The first documented traces of the presence of Dijon Jews date from the end of the 12th century.
They lived mainly on rue de la Petite-Juiverie, currently called rue Piron , rue des Juifs, currently rue Buffon and rue de la Grande-Juiverie, currently rue Charrue . The synagogue was on the first of these streets. A Jewish cemetery was located in what is now rue Berlier. About fifty Jewish tumular stones were discovered there between 1885 and 1900.
There were famous Jewish doctors in the Middle Ages, including Solomon of Baûme and Elie Sabbat. The 14th century saw a series of expulsions and reintegration, as in other cities of France, ending with an expulsion in 1394.
The emancipation granted by the French Revolution allowed the Jews to return to these lands, an overwhelming majority of Jews of Alsatian origin.

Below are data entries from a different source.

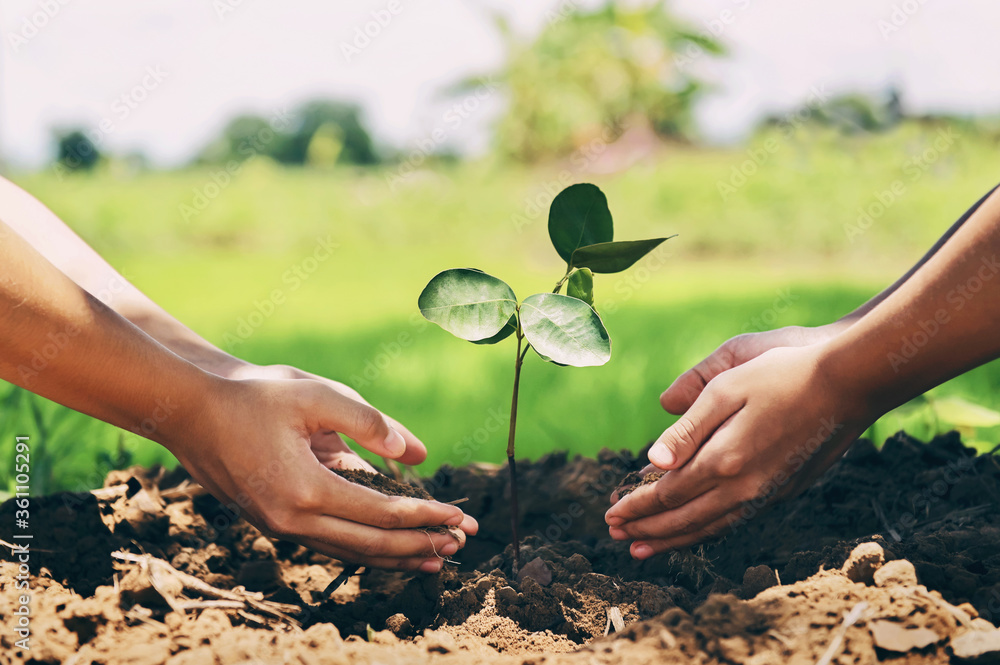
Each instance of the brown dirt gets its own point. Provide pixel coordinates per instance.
(382, 483)
(786, 587)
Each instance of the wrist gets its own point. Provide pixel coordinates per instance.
(849, 380)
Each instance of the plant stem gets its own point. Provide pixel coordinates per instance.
(518, 361)
(562, 281)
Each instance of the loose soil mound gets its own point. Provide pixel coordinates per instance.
(892, 555)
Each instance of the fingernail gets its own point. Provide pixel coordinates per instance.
(394, 443)
(661, 456)
(431, 566)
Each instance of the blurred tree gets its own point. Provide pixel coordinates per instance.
(75, 151)
(318, 132)
(852, 113)
(592, 70)
(334, 119)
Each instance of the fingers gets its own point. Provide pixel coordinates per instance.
(686, 389)
(334, 411)
(616, 495)
(359, 542)
(671, 491)
(335, 496)
(416, 451)
(430, 563)
(681, 441)
(687, 519)
(643, 549)
(333, 453)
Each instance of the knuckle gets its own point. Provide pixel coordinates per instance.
(302, 499)
(664, 497)
(368, 421)
(685, 525)
(390, 519)
(370, 546)
(278, 523)
(729, 464)
(684, 433)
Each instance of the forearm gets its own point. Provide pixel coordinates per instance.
(857, 314)
(60, 342)
(940, 323)
(64, 249)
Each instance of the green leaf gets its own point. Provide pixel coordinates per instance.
(504, 333)
(565, 330)
(581, 285)
(468, 303)
(578, 217)
(961, 413)
(608, 257)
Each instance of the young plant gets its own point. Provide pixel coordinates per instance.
(562, 329)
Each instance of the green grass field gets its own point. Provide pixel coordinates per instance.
(778, 236)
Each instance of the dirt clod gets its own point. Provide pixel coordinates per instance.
(102, 590)
(896, 573)
(864, 561)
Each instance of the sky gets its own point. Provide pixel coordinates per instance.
(163, 76)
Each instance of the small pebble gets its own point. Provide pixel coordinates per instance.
(896, 573)
(864, 560)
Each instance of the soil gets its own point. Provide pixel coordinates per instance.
(893, 555)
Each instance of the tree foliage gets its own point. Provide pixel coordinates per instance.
(319, 133)
(589, 71)
(76, 152)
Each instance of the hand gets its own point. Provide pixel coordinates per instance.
(763, 430)
(682, 393)
(253, 448)
(331, 450)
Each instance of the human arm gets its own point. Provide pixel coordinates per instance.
(768, 428)
(247, 441)
(737, 350)
(55, 241)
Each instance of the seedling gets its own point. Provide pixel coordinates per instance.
(562, 329)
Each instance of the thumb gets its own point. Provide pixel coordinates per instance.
(330, 410)
(678, 444)
(683, 392)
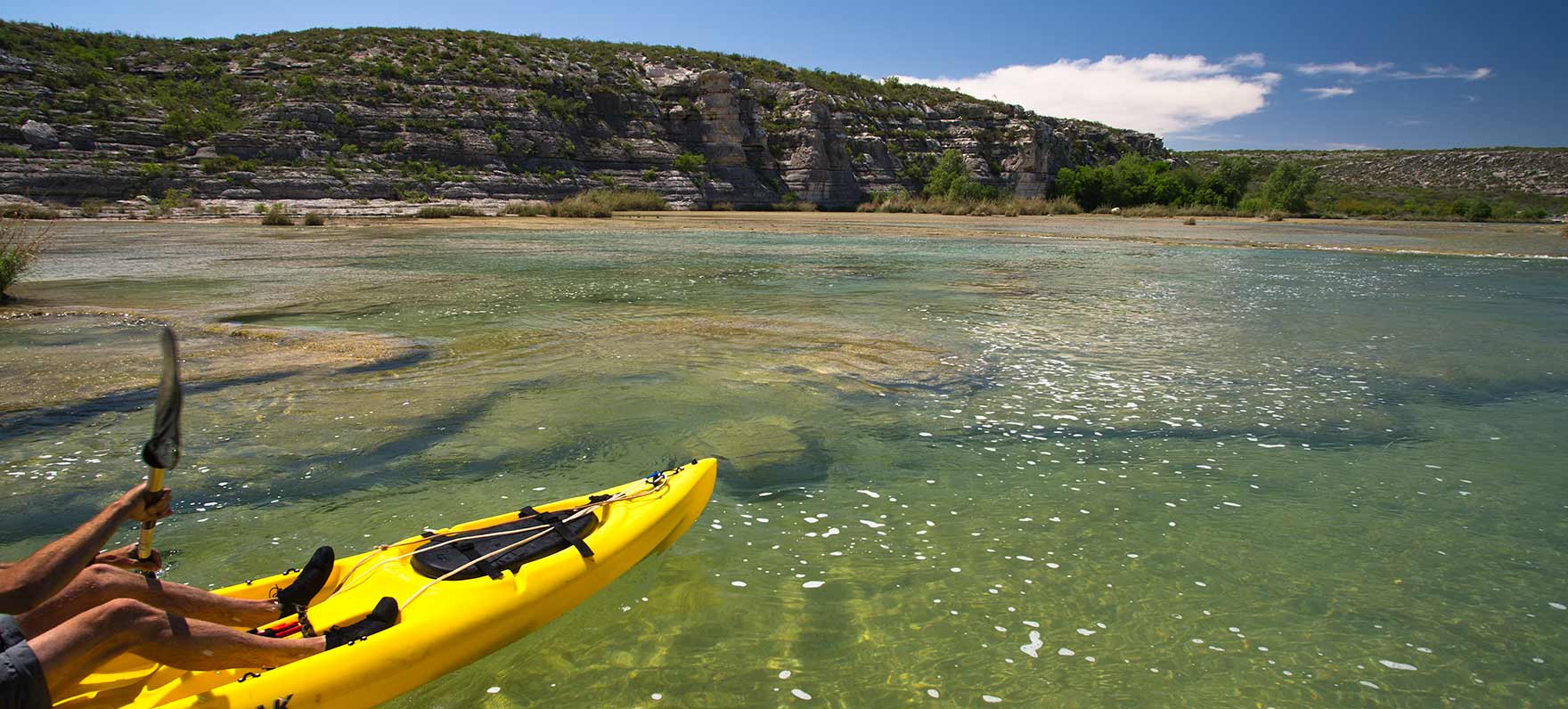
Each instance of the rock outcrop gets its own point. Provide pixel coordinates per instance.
(455, 115)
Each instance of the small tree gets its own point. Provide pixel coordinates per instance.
(690, 162)
(20, 243)
(951, 179)
(1291, 187)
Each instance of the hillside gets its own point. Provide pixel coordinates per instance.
(375, 113)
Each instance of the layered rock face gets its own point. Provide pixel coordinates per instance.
(445, 115)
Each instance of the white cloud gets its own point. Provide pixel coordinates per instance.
(1344, 68)
(1153, 93)
(1330, 92)
(1384, 69)
(1446, 72)
(1248, 60)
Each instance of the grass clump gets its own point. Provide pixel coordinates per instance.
(524, 209)
(621, 200)
(27, 212)
(276, 216)
(441, 212)
(901, 201)
(20, 245)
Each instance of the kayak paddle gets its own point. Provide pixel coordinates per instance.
(162, 451)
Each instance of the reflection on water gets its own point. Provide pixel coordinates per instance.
(959, 471)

The Jewish population thus went from 50 families at the turn of the 19th century to 400 individuals at the beginning of the 20th century.
The current neo-Byzantine style synagogue was built by the architect Alfred Sirodot in the 1870s, replacing the too small one on rue des Champs.

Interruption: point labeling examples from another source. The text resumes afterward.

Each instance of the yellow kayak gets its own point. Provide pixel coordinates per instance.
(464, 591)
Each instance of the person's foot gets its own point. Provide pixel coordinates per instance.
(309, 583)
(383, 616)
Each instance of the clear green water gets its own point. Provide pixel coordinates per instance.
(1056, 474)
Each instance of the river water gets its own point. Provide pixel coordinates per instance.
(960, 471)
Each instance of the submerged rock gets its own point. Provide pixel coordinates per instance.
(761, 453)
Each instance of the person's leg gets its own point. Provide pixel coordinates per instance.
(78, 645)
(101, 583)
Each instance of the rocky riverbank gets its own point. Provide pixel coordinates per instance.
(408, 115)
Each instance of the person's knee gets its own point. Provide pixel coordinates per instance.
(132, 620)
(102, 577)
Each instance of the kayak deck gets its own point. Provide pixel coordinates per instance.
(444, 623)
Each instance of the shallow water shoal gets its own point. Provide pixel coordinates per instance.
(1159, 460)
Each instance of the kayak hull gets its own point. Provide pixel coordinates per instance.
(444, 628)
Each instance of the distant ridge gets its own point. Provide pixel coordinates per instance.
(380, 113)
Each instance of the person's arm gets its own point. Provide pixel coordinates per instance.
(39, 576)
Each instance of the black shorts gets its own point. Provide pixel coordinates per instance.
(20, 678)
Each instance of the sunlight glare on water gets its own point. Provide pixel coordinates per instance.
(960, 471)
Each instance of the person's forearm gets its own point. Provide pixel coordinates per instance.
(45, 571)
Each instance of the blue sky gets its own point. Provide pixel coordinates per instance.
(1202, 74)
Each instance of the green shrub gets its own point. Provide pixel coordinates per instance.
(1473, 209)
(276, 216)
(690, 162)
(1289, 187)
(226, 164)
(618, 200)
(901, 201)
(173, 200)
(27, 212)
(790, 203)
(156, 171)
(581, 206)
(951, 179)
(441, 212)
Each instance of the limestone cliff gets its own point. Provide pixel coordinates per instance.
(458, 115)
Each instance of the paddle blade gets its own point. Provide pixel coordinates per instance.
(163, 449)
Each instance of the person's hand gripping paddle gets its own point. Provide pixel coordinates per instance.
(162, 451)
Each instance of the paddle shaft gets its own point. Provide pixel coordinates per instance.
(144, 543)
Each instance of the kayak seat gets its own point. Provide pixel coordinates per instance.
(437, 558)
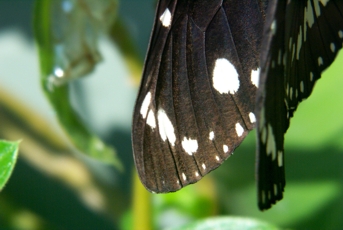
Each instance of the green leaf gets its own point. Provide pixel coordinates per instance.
(8, 158)
(227, 223)
(58, 94)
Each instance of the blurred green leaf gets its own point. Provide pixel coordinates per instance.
(58, 95)
(227, 223)
(8, 158)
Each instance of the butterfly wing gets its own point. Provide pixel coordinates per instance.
(301, 39)
(197, 96)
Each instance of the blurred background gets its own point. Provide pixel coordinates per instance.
(54, 186)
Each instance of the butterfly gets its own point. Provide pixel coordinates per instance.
(197, 98)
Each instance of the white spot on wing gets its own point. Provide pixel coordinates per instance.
(165, 126)
(211, 135)
(225, 77)
(151, 119)
(332, 47)
(302, 86)
(273, 27)
(225, 148)
(255, 75)
(280, 158)
(320, 61)
(145, 105)
(275, 189)
(166, 18)
(239, 129)
(252, 117)
(189, 145)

A large part of the 376 Dijon Jews identified in 1941 and resistance fighters in the city were victims of the Shoah. Among them, Rabbi Elie Cyper, prisoner of war in 1939 who escaped and joined the Resistance, captain of FFI in particular in Périgueux, who was deported and murdered in Lithuania in 1944. Help from the population of Dijon and smuggling networks allowed half of Dijon’s Jews to flee south.
In the aftermath of the war, the community was rebuilt thanks to the arrival of Jews from North Africa and Alsace.